As usual (and as many of you may know), the ISem has three phases:

- Phase 1 (October 2021 to February 2022): A weekly lecture will be provided via the ISem website. This material forms a proper self-contained course with study material and exercises. There will also be a forum to discuss the material.

- Phase 2 (March 2022 to June 2022): You will have the chance to work on projects in small international groups. Of course, there will be a supervisor for each project.

- Phase 3 (June 20 to June 24, 2022): There will be a final one-week workshop in Salerno (Italy), where the project teams of Phase 2 will present their projects and additional lectures will be delivered by leading experts.

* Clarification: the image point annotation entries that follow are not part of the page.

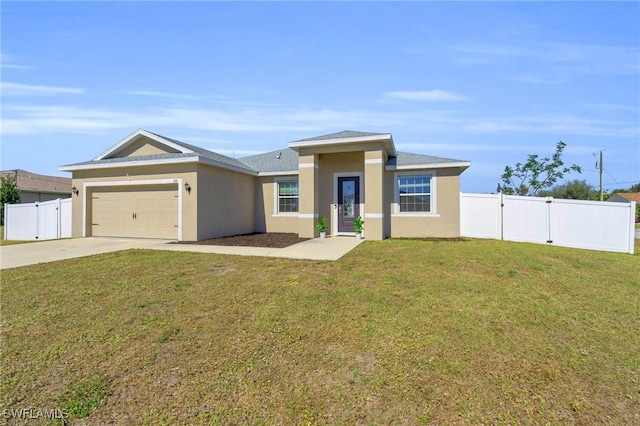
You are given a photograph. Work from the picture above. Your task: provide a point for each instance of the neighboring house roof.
(33, 182)
(284, 161)
(625, 197)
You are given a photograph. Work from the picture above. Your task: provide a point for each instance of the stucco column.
(309, 194)
(374, 194)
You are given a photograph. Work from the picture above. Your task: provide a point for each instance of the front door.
(348, 202)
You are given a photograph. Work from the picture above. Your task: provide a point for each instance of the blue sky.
(484, 82)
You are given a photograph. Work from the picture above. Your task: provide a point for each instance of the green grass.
(396, 332)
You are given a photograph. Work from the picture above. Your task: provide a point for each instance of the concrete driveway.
(13, 256)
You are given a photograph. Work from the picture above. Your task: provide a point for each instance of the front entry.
(348, 202)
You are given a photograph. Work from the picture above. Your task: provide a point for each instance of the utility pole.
(600, 167)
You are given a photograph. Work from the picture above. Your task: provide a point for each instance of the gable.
(143, 146)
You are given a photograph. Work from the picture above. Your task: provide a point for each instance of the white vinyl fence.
(593, 225)
(45, 220)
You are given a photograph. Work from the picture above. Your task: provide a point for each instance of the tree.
(9, 193)
(536, 174)
(572, 190)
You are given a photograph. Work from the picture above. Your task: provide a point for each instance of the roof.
(347, 137)
(284, 161)
(629, 196)
(187, 153)
(345, 134)
(409, 160)
(33, 182)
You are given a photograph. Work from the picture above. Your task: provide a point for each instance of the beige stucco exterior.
(214, 200)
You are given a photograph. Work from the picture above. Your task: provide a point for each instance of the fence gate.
(593, 225)
(46, 220)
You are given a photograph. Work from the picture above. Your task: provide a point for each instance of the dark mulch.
(269, 239)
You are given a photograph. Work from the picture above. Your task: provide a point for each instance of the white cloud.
(19, 89)
(427, 95)
(46, 119)
(156, 94)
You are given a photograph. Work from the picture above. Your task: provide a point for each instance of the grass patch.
(397, 331)
(81, 399)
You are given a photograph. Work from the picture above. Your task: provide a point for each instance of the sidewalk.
(330, 248)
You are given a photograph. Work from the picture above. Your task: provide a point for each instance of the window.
(287, 196)
(414, 194)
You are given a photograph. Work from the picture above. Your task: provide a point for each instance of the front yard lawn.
(396, 332)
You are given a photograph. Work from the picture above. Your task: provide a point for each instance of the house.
(148, 185)
(34, 187)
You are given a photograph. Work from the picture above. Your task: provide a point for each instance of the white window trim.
(276, 203)
(396, 195)
(334, 206)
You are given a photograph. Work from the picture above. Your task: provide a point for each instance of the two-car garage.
(135, 211)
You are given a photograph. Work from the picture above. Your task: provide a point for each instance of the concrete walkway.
(13, 256)
(330, 248)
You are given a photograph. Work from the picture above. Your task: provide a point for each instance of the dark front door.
(348, 202)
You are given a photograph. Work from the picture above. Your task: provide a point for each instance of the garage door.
(149, 211)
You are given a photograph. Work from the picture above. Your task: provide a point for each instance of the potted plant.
(358, 227)
(321, 225)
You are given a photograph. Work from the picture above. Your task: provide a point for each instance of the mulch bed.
(269, 239)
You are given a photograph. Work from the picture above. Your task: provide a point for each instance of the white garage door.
(149, 211)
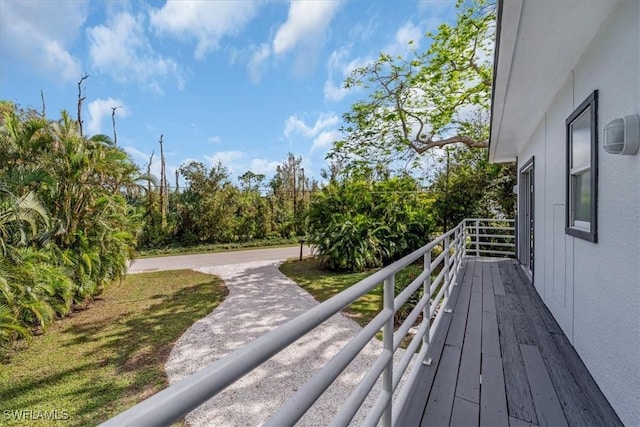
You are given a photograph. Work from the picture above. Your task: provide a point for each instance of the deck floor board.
(498, 313)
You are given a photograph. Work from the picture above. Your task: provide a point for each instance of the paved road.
(179, 262)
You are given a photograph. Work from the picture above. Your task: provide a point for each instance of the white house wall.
(593, 290)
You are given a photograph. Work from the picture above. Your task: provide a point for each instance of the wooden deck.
(501, 359)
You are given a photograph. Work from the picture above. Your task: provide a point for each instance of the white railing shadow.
(441, 261)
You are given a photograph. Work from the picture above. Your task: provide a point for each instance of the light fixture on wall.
(622, 135)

Registration will open by early September and will be possible until the mid/end of October.

### ISem Team 2021/2022

#### Virtual Lecturers

• Angela Albanese
• Luca Lorenzi
• Elisabetta Mangino
• Abdelaziz Rhandi

#### Organizer

• Loredana Caso
• Federica Gregorio
• Cristian Tacelli

### Description of the course

Starting from basic concepts of operator theory, the course concentrates on spectral theory for linear operators and strongly continuous semigroups on Hilbert and in general on Banach spaces.

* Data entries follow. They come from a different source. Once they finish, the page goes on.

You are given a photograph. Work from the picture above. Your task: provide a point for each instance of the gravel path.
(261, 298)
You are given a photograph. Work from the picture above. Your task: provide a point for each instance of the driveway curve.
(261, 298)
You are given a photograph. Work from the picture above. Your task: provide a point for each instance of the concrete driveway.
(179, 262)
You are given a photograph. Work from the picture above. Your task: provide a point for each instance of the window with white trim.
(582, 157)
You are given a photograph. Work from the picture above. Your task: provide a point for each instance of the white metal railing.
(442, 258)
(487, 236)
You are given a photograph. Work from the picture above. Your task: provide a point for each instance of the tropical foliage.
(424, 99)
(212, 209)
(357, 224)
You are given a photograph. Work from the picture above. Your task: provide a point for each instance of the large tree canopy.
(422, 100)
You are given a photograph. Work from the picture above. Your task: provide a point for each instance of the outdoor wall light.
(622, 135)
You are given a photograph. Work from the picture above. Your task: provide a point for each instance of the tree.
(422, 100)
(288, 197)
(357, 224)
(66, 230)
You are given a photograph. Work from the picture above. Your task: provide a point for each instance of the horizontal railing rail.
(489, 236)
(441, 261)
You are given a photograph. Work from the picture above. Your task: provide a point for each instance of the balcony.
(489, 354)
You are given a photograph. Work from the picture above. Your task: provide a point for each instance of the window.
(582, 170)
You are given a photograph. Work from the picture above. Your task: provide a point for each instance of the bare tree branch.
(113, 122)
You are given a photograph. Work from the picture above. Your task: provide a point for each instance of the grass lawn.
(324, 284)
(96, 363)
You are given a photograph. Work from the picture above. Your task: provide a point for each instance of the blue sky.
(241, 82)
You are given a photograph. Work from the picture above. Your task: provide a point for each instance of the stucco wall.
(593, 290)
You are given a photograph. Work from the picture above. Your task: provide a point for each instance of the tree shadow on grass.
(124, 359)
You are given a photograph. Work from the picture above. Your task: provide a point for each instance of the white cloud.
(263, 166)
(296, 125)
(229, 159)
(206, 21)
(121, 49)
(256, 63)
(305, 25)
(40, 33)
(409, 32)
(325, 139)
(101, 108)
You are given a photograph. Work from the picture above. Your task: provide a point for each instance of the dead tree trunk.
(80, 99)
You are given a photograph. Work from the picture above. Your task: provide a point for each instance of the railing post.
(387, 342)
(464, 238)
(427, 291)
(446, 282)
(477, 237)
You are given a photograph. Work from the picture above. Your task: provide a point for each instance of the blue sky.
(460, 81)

The main task of the spectral theory of linear operators is the following:

Given a linear operator $A$ with domain $D(A)$ on a Banach space $X$, determine the set, called the resolvent set of $A$, $$\rho(A):=\{\lambda \in \mathbb C : (\lambda I-A) \text{ has a bounded inverse in }X\},$$ its complement $\sigma(A)$ in $\mathbb C$ called the spectrum of $A$ and, consequently, investigate the relationship between the operator $A$ and the operators $(\lambda I-A)^{-1}$, if they exist.

An important application of the spectral theory is the study of the long time behaviour of the solution $u(t)=e^{tA}u_0$ to the initial value problem $$\left\{\begin{array}{ll} u'(t)=Au(t),\quad t\ge 0,\\ u(0)=u_0\in D(A), \end{array} \right.$$ where the operators $e^{tA}$ form a so-called strongly continuous semigroup generated by $A$.

In this course we shall develop the basic tools from spectral theory for linear operators and apply them to strongly continuous semigroups.

Topics to be covered include:

• Compact operators and Riesz-Schauder theory;
• Spectral representation theorem for bounded and unbounded operators;
• Strongly continuous and analytic semigroups;
• Spectral mapping theorems for semigroups;
• Asymptotic behaviour of strongly continuous and analytic semigroups;
• Long time behaviour of solutions to nonhomogeneous abstract Cauchy problems.

Some of these topics will be elaborated on in Phase 2, where the students will have the possibility to work on projects which are related to active research.